As I’ve written before, when agencies already offer lengthy comment periods, as well as many days (sometimes months) of public hearings—-at which individuals can testify about the proposal (and at OSHA hearings even cross-examine other witnesses)—-why does OIRA continue to host these extra-curricular meetings?? As CPR aptly notes:

“No matter how many similar meetings OIRA has already agreed to, or how lopsided the process becomes when most of the meetings are requested by regulated industries to complain about pending regulations, OIRA continues to grant meeting requests. There’s no reason for them, and there should be no place for them in a process that already provides ample time and methods for any interest group to participate.”

The percentage of meetings that occurred before a rule had even been proposed by the agency was higher during the Obama Administration (47 percent) than it was during the GW Bush Administration (39 percent). This may make a proposal more palatable politically, but as CPR explains:

“Early interference frustrates transparency and exacerbates the potential for agencies to succumb to White House political pressure before they have even had the opportunity to seek public comment on more stringent proposals.”

Their report includes a variety of informative tables. One categorizes OIRA meeting participants by type of organization. At the top of the list was “individual companies” (550 in total) with second place a category called “trade associations/professional organizations” with 371 entities. There were far fewer participants at OIRA meetings representing environmental organizations (93 groups), public health and safety organizations (34 groups) and labor unions (16 groups). Another tables lists the meeting participants by affiliation and number of meetings over the 10-year period, with 94% of the appearances by individuals representing industry groups. These tables in particular illustrate the resources and time that individuals with economic interest in a regulatory matter will devote to influencing the rule’s potential impact.

Over the last year, I’ve written a number of posts that illustrate the exact issues described in CPR’s report. In September 2010, I chastised the director of OIRA for talking about transparency, but failing to disclose promptly on OIRA’s website the names and affiliations of individuals who met with OIRA staff to discuss an OSHA proposed rule. I had to reprimand OIRA again in April 2011 for the same thing. In October 2010, I wondered why OIRA was reviewing a minor OSHA proposed rule when EO 12866 only requires OIRA review of rules defined as significant. In November 2010, I asked how much longer OIRA would be reviewing this non-signficant rule, and repeated my question in December 2010 when the 90-day review period marked its 145th day. I denounced OIRA in August 2011 for taking 9 months to review a proposed rule to protect young workers from safety hazards (which was finally released after two 17 year olds lost legs in a grain auger), and reported in October 2011 that OIRA refused my request to provide copies of all the communications it had with the Labor Department concerning this proposed rule. EO 12866 specifically states “OIRA shall make available to the public all documents exchanged between OIRA and the agency during the review by OIRA under this section.” This is just one of the violations exposed in “Behind Closed Doors at the White House: How Politics Trumps Protection of Public Health, Worker Safety, and the Environment.”
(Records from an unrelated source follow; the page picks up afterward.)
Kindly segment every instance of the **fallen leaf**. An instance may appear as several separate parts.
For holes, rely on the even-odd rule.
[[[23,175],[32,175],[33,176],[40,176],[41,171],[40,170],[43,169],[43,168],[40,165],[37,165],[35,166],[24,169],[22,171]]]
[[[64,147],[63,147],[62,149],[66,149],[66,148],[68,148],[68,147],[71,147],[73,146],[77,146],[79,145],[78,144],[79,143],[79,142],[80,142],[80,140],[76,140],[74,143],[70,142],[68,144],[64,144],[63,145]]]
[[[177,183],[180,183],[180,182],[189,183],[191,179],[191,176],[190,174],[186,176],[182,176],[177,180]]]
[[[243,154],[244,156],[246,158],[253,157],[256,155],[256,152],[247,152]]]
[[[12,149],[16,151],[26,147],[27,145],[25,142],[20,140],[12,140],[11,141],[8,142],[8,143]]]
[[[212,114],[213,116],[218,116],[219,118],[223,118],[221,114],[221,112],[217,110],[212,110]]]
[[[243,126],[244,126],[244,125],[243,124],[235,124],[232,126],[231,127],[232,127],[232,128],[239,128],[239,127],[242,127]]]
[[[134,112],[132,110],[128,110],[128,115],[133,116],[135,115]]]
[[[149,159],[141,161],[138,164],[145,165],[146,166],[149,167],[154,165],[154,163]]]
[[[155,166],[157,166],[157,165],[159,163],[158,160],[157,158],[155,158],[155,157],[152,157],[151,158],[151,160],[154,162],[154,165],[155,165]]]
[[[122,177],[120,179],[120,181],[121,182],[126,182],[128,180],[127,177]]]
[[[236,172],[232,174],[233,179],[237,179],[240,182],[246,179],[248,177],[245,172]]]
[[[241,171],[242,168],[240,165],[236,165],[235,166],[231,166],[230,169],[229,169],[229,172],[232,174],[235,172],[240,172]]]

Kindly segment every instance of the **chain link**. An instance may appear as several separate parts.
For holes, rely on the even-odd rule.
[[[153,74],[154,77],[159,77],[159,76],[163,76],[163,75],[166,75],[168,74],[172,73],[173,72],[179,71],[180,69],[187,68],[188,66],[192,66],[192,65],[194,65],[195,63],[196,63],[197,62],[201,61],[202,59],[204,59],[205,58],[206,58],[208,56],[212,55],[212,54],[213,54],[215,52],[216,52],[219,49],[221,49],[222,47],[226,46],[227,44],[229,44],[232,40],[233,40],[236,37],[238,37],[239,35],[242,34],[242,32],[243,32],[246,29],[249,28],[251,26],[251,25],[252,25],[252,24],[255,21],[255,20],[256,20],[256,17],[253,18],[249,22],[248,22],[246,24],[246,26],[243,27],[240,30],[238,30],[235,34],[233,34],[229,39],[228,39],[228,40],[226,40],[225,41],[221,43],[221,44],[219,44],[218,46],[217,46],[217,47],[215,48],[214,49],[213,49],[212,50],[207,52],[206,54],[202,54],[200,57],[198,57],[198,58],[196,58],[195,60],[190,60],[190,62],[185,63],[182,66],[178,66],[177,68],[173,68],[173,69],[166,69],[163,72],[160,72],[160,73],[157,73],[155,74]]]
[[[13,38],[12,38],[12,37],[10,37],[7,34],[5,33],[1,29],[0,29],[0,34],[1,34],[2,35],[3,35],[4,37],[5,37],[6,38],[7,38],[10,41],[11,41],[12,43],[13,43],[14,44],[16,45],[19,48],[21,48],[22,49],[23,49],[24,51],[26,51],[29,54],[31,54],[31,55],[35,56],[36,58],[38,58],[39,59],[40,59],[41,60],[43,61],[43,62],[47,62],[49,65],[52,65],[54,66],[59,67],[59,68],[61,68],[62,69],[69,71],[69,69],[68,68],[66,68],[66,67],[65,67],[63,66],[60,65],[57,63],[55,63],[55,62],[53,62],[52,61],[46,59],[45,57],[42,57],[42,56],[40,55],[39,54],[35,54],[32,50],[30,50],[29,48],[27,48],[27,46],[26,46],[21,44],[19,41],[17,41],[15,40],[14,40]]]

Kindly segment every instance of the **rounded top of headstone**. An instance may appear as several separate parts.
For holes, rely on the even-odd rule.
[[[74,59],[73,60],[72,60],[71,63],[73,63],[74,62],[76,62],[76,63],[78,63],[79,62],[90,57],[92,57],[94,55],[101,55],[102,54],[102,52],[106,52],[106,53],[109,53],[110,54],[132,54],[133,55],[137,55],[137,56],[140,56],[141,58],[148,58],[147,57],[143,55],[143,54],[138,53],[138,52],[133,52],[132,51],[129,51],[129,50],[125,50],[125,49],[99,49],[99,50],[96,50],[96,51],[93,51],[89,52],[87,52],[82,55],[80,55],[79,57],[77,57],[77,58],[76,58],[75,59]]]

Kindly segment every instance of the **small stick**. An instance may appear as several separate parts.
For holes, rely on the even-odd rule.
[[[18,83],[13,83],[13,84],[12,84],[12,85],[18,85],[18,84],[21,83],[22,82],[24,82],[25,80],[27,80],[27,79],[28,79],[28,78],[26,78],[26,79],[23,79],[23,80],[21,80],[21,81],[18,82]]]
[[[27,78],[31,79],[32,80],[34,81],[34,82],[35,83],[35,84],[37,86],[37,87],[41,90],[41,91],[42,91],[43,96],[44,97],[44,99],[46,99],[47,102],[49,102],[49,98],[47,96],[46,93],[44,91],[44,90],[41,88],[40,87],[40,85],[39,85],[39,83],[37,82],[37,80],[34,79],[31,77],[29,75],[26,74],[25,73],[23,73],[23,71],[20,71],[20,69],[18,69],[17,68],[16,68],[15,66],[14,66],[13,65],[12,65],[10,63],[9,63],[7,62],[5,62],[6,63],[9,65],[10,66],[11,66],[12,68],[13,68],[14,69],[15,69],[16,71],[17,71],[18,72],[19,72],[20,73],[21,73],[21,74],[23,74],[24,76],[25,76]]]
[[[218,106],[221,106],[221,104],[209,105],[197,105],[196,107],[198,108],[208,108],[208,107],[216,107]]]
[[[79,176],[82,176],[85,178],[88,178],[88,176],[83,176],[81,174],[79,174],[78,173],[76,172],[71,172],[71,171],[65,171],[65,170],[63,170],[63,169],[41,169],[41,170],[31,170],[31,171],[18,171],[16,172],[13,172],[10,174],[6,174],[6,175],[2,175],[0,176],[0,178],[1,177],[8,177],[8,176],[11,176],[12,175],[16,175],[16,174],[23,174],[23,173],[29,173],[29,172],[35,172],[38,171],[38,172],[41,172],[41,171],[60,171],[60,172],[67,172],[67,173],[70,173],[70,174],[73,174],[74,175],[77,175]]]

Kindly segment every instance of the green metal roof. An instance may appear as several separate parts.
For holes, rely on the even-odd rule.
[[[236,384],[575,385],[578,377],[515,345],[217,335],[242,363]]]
I concur with CPR’s recommendations on improving transparency and timeliness at OIRA, and directing OIRA to focus on economically significant rules. I also agree with CPR’s suggestions that OIRA end its practice of meeting with outside parties during its review of a proposed or final rules. The appropriate way for an Administration to receive public input on a proposed rule is during the public comment period. Period.